Rooney raises her eyebrows. “You strategically planned out ways to get what you wanted? I’m impressed.”

“Experiments made me feel in control. They made sense. There’s a cause and an effect. I could hypothesize something and make it work. Except with my parents, it seems.”

“Parents are hard to change,” she says. “My mom is so confident in her beliefs, and she doesn’t have regrets. I admire the way she refuses to diminish or devalue her work. Which experiments of yours worked?”

“Getting in trouble at school got their attention. But what really made them notice was when I did well,” I share. “Getting good grades. Being well behaved. Studying hard. Advancing in my career.”

Rooney nods her head slowly.

“I’ll feel bad if I sound like I’m complaining. Is that how I sound?” I say. “I’m really grateful. My parents weren’t neglectful. I had everything I needed. Maybe I would’ve liked a pet. But they paid for all of my education and hobbies.”

“It sounds like you needed more from them emotionally,” she says, seeming to fully understanding where I’m coming from. “That’s a need, too.”

I nod. “Yeah, you could be right. The cosmos was my space blanket. It protected me when I felt vulnerable. How’s that for a figure of speech?”

Rooney maintains an even expression, but her eyes are playful. “They’re not your strongest skill,” she admits. “But I can see how the vast emptiness of the universe would make you feel safe.”

I try to mirror her neutrality. “Exactly. You know, with its lack of oxygen, balls of gas, and black holes.”

Rooney lets her grin grow.

“Though there are many unknowns, there are also a few things that are for certain. The universe is constantly expanding,” I add, counting off on my fingers. “Faster than predicted, in fact.”

“Excellent,” Rooney says.

“One day the world will end,” I tell her.

“I’ll be sleeping well tonight.”

“And every night, no matter what happens in the day, the moon is always right where it should be in the sky.”

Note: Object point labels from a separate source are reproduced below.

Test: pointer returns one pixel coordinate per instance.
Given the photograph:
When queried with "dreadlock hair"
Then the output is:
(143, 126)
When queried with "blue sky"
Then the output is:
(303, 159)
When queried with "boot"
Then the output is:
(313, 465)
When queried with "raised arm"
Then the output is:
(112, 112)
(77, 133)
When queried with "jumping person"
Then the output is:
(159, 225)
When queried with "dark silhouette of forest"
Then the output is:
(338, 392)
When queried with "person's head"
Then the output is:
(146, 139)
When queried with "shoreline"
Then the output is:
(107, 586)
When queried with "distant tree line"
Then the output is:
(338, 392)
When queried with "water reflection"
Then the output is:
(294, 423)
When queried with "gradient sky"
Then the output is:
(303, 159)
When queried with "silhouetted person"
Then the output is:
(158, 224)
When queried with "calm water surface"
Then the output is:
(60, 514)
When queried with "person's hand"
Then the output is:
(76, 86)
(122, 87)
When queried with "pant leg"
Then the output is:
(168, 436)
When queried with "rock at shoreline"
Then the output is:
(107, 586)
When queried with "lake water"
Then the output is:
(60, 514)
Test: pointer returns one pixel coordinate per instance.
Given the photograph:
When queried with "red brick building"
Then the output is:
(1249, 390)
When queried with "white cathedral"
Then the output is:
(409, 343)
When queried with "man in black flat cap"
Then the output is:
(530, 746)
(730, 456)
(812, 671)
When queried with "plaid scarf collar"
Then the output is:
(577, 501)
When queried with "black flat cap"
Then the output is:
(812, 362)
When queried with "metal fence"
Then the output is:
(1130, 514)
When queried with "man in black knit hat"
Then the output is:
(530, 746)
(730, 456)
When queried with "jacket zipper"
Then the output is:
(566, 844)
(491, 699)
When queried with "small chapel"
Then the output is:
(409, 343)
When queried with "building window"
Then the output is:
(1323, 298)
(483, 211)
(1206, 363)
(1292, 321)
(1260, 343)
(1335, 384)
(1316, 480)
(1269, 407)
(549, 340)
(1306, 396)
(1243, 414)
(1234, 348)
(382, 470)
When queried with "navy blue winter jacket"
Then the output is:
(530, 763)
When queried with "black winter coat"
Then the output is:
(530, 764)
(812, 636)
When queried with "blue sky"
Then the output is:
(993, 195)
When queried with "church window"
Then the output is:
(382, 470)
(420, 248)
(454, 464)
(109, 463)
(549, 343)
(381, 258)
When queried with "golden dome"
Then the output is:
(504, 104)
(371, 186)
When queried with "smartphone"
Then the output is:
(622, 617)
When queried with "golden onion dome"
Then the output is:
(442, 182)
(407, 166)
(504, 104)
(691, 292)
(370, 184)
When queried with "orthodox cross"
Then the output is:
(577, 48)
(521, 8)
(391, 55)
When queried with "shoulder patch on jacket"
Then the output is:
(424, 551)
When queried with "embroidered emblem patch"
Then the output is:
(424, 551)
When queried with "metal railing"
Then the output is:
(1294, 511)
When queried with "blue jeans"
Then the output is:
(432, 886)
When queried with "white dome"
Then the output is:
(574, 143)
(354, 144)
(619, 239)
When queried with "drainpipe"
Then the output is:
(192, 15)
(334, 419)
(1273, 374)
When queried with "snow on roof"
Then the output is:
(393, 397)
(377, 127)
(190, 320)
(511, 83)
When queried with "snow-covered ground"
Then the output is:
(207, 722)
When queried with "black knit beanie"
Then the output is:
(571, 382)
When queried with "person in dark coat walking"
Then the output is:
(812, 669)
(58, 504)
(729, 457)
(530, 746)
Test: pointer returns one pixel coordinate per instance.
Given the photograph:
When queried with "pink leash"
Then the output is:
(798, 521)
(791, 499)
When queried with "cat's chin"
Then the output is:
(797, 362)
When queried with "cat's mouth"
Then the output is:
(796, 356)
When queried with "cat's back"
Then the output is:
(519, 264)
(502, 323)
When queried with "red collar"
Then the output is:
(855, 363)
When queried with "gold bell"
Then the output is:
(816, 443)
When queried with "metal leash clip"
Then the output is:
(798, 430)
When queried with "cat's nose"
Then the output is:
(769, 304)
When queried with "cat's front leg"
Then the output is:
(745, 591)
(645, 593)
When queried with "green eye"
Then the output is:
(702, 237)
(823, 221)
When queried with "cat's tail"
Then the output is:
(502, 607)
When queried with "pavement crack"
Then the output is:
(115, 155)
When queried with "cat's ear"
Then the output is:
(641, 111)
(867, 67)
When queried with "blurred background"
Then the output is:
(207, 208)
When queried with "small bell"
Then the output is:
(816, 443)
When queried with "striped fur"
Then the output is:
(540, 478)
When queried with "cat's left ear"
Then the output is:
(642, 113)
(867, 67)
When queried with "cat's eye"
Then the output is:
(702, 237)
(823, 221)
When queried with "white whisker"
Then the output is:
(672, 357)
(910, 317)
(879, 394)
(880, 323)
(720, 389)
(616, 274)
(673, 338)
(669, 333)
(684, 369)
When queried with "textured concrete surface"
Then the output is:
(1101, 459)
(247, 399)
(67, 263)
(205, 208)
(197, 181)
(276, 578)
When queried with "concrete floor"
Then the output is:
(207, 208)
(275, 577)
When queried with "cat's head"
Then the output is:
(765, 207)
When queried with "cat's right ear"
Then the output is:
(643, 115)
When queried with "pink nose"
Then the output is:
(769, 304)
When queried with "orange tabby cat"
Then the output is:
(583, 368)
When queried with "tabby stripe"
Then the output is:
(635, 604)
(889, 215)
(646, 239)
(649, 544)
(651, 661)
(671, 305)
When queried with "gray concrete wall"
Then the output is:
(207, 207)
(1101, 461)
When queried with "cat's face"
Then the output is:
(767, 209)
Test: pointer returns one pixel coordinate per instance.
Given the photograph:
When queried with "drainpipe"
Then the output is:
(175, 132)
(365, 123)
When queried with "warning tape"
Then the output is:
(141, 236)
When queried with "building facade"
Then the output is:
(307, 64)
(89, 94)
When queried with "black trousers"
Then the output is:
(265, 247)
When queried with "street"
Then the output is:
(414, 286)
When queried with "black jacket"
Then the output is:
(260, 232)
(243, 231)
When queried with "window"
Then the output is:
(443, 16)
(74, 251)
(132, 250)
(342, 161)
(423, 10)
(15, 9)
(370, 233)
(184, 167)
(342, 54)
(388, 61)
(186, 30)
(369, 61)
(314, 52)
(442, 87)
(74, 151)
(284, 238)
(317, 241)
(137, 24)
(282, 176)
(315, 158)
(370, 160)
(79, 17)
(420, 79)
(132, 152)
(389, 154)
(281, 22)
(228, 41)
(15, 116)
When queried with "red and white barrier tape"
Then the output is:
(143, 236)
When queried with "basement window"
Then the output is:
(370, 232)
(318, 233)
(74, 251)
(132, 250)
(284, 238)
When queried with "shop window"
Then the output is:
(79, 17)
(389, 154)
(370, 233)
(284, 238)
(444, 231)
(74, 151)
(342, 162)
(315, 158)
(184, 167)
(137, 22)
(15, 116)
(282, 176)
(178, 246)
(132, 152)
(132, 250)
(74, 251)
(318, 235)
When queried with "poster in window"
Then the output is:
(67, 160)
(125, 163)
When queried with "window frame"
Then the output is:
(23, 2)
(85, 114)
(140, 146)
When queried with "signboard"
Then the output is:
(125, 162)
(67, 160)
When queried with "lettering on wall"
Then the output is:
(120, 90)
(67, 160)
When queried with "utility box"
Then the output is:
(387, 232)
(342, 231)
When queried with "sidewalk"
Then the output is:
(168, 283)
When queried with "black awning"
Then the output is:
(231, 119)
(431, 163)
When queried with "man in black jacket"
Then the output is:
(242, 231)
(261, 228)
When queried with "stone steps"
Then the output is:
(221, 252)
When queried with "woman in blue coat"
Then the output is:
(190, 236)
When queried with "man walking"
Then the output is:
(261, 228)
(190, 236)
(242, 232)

A gasp escapes from Rooney’s lips. “That was really beautiful,” she says, placing her hand gently on my shoulder. I can feel her warmth through my sweater.

I can’t stop the grin that spreads on my own face.

That’s when a monarch flies straight at us, disrupting the moment between us.

“Come on, let’s go try to find that poisonous butterfly,” I say, extending my elbow. “And then we can go return the ID.”

Rooney nods, patting her bag where she’s put the lost object. “Right. The ID. That’s why we’re here, after all.”

She loops her arm through mine. We walk together slowly, tiptoeing around and dodging butterflies, on a mission to find one that looks like rice paper.